NWS warns heat wave to impact tens of millions of Americans this week 

A National Weather Service map shows temperatures across the Eastern U.S. on Monday, June 17, 2024. Image: Heat.gov
A National Weather Service map shows temperatures across the Eastern U.S. on Monday, June 17, 2024. Image: Heat.gov

By Jack Phillips 
Contributing Writer 

The National Weather Service issued heat advisories and excessive heat warnings for a swath of the U.S. East Coast and Midwest for Monday and Tuesday, while the weather agency separately warned that the temperatures will only increase as the week progresses. 

“Record-breaking heat is forecast to expand from the Midwest and Great Lakes to the Northeast this week, potentially lingering through early next week,” the NWS wrote in a statement posted on social media. 

Maps posted by the NWS and other weather services suggest that tens of millions of Americans across more than a dozen states will see high temperatures. Major cities including Chicago, St. Louis, Indianapolis, Detroit, Cincinnati, Cleveland, Philadelphia, Pittsburgh, New York City, Boston, and Albany in New York could see “extreme” temperatures, according to the agency. 

“The duration of this heat wave is notable and potentially the longest experienced in decades for some locations,” the NWS continued. 
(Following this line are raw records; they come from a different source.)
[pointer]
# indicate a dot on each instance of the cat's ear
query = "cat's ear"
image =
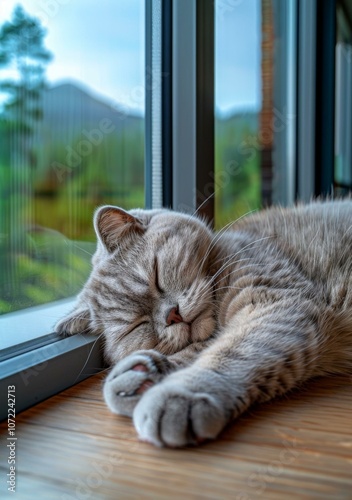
(76, 322)
(112, 223)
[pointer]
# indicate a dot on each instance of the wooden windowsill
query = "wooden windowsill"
(71, 446)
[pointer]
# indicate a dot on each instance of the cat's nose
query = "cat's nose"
(173, 317)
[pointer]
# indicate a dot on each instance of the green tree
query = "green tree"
(24, 57)
(22, 50)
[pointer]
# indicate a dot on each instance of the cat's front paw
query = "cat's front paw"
(131, 377)
(182, 410)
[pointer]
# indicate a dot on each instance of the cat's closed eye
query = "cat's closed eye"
(156, 277)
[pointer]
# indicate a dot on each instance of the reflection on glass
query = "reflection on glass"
(71, 138)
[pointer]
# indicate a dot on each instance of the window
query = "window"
(253, 87)
(72, 135)
(72, 91)
(238, 104)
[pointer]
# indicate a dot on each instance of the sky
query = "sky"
(100, 46)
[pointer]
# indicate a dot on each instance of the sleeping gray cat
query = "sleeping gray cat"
(199, 325)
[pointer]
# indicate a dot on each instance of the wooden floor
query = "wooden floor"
(72, 447)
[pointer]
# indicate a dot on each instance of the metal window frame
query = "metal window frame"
(187, 118)
(305, 83)
(35, 367)
(325, 97)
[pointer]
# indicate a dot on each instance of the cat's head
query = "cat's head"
(150, 286)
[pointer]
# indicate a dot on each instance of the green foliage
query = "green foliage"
(237, 167)
(22, 49)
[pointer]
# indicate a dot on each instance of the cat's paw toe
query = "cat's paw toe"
(172, 414)
(130, 379)
(76, 322)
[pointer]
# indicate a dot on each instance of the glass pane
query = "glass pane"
(238, 145)
(343, 99)
(71, 137)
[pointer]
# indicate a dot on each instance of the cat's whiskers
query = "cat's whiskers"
(218, 235)
(232, 259)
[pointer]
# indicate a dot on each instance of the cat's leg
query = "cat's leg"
(263, 352)
(136, 373)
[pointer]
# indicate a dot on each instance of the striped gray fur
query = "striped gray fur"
(260, 307)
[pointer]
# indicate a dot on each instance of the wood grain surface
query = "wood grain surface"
(72, 447)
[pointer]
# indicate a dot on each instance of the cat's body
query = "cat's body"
(220, 321)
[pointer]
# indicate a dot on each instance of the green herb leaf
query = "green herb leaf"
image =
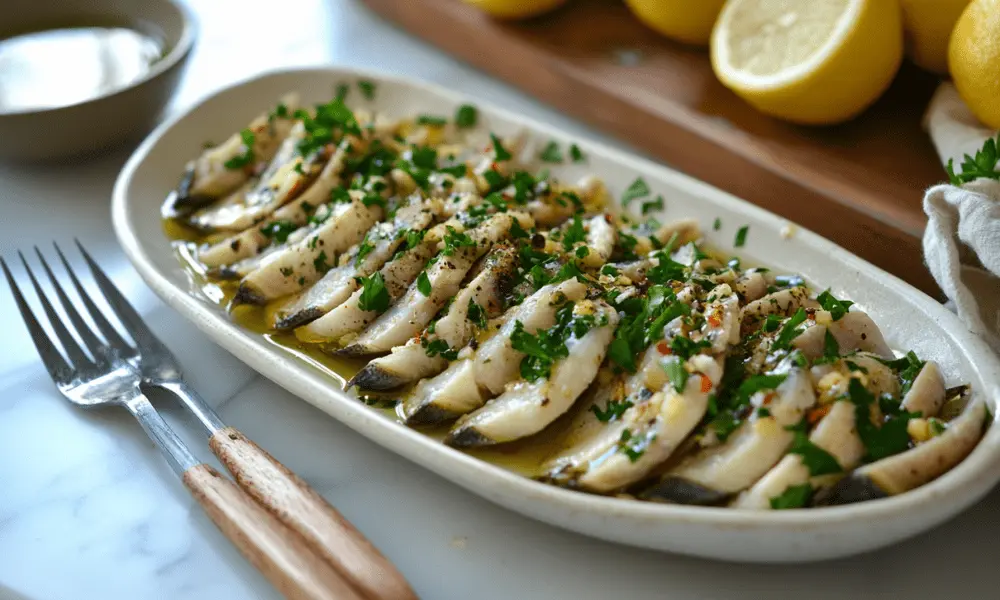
(817, 460)
(278, 231)
(638, 189)
(983, 164)
(574, 233)
(367, 89)
(551, 153)
(796, 496)
(741, 236)
(614, 409)
(466, 116)
(424, 284)
(477, 315)
(889, 439)
(652, 205)
(364, 250)
(374, 294)
(676, 372)
(790, 331)
(245, 159)
(837, 308)
(500, 153)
The federal weather agency also estimated more than 72 million people were under “heat alerts” on Monday. A day prior, more than 60 million were under similar weather advisories, according to a NWS website. 

“We have already seen some pretty significantly high temperatures in our area,” said Ted Whittock, a meteorologist with the National Weather Service in Phoenix. “We are recommending that everyone reduce their time outdoors between 10 a.m. and 6 p.m., stay hydrated and wear light, looser fitting clothing.” 

From Monday to Saturday, the high heat will move east from the Ohio River Valley area to the Northeast United States, the agency said. Some places will see 105-degree Fahrenheit temperatures in the day, while they will only drop to the mid-70s at night. 

Meanwhile, independent forecaster Ryan Maue noted that the excess temperatures across the United States will be the result of a “mega heat dome” that will “be at near historical intensity centered upon Pennsylvania.” 

At least one municipality declared an emergency due to the anticipated heat wave. Muriel Bowser, the mayor of Washington, on Sunday activated the city’s “extended heat emergency plan” from Monday until Friday, advising residents to “stay cool, check in on seniors and other vulnerable neighbors, and to call the shelter hotline for unsheltered residents in need” of transportation to one of the city’s “cooling centers.” 

Heat Stroke Symptoms 

Health officials say that it’s important to know the symptoms of heat stroke or heat exhaustion, which includes dry reddish skin, headaches, chills, delirium, convulsions, seizures, slurred speech and coma. 

“Onset of heatstroke can be rapid; a person can go from feeling apparently well to a seriously ill condition within minutes,” according to the DC mayor’s office. “If you suspect that you or someone you know is experiencing a heat-related illness, call 911.” 

Other Weather Extremes 

While much of the country swelters, late-season snow was forecast for the northern Rockies Monday and Tuesday. Parts of Montana and north-central Idaho were under a winter storm warning, with as much as 6 inches of heavy, wet snow expected in the mountains around Missoula, Montana. 

As much as 20 inches was predicted for higher elevations around Glacier National Park. Meanwhile, a fresh batch of tropical moisture was bringing an increasing threat of heavy rain and flash flooding to the central Gulf Coast late Sunday into Monday.  

The intense flooding from heavy rains continued to dissipate in southern Florida, where some areas in and around Miami and Fort Lauderdale were left underwater in recent days as storms dumped up to 20 inches. 

That unnamed storm system coincided with the early start of hurricane season, which this year is forecast by private and federal weather officials to be a relatively active one.  

On Monday morning, the National Hurricane Center noted that a storm system north of the Yucatan Peninsula, in Mexico, has a 70% chance of developing into either a hurricane or a tropical storm.